La réouverture des écoles des partis demeure le seul remède de lutte contre les dérives et sorties malencontreuses des responsables et militants des formations politiques au Sénégal. Tel est l’avis de Me Djibril War, directeur de l’école du parti Apr. Selon lui, sans la formation, les militants ne sauront point les fondamentaux de leurs engagements. «La vocation d’un parti politique, c’est la conquête du pouvoir et de s’y maintenir une fois l’obtenir. Un parti est une association de personnes qui partagent la même idéologie. C’est-à-dire avoir la même vision, la manière de voir les choses, le bien-être de la communauté. Cela part d’idéologies marxistes, libérales, socialistes. Aujourd’hui, les partis politiques ont horreur de ces courants», a-t-il rappelé ce week-end, en marge de la session décentralisée «des vendredis l’école du parti de l’Apr», à Biscuiterie, son fief. Avant d’ajouter : «La pédagogie se fait de différentes manières. Les textes définissent les conduites à tenir de la part du militant vis-à-vis du parti, des autres militants, des institutions de la République. Il lui est interdit de faire montre d’une éconduite dans les actes comme dans les faits de nature à plus ou moins créer des troubles. Les écoles des partis doivent revenir aux fondamentaux en jouant les véritables rôles et prendre en charge le renforcement des capacités des jeunes et responsables».

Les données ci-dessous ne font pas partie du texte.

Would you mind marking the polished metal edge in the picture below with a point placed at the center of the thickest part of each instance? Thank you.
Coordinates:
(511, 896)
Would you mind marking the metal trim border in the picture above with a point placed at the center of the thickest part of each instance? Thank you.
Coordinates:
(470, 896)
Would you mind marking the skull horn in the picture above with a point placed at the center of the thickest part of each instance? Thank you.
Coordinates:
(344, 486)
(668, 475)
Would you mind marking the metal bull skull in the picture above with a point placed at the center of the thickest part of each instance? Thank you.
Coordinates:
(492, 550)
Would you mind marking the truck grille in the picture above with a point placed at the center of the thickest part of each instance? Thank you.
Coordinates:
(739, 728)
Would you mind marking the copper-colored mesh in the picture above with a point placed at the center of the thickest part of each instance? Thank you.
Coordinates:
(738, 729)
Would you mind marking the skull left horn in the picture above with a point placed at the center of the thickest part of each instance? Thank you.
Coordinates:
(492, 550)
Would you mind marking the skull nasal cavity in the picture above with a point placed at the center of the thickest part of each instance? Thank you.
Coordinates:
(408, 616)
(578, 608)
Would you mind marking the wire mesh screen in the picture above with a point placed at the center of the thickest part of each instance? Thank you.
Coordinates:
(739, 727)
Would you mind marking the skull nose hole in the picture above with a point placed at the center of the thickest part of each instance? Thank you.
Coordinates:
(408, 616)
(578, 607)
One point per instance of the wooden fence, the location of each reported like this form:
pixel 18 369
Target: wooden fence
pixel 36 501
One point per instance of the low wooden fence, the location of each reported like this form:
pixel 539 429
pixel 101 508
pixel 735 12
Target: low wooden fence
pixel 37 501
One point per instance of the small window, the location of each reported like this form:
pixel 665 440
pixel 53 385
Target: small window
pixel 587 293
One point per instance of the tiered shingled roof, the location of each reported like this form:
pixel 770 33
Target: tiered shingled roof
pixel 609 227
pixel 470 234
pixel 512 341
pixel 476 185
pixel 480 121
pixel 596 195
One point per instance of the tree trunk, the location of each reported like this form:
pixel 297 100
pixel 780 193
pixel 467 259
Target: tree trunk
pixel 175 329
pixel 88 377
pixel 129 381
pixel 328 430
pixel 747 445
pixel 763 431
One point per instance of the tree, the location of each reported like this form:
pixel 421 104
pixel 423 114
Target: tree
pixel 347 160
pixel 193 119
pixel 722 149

Prenant au rebond la sortie de son collègue-député, Aliou Dembourou Sow et les querelles de bas étage dans la coalition présidentielle, Me War informe qu’un militant bien formé, sera un citoyen modèle. «Malheureusement, cette formation n’existe plus dans les écoles de partis», déplore-t-il. Dans les séances d’interaction, souligne ce responsable politique à la Biscuiterie, les militants auront droit à des explications sur leurs engagements politiques leur permettant de bien pouvoir s’accommoder de la morale, de l’éthique et de la loyauté. «C’est sur la base de ces valeurs érigées en vertu que le militant devrait pouvoir à la fois faire montre d’une conduite dans ses rapports avec ses camarades, avec les tiers. La cellule de base de toute cette formation est la famille», recommande-t-il. «Quand on n’est pas un militant modèle, on ne pourra pas être un bon citoyen. Un bon citoyen, c’est connaitre son devoir avant de demander son droit. Il faut qu’on revienne à ces fondamentaux. C’est une sortie malheureuse et inconsidéré qui a valu cette vague d’indignation», regrette Me War sur la sortie du parlementaire du département de Ranérou-Ferlo.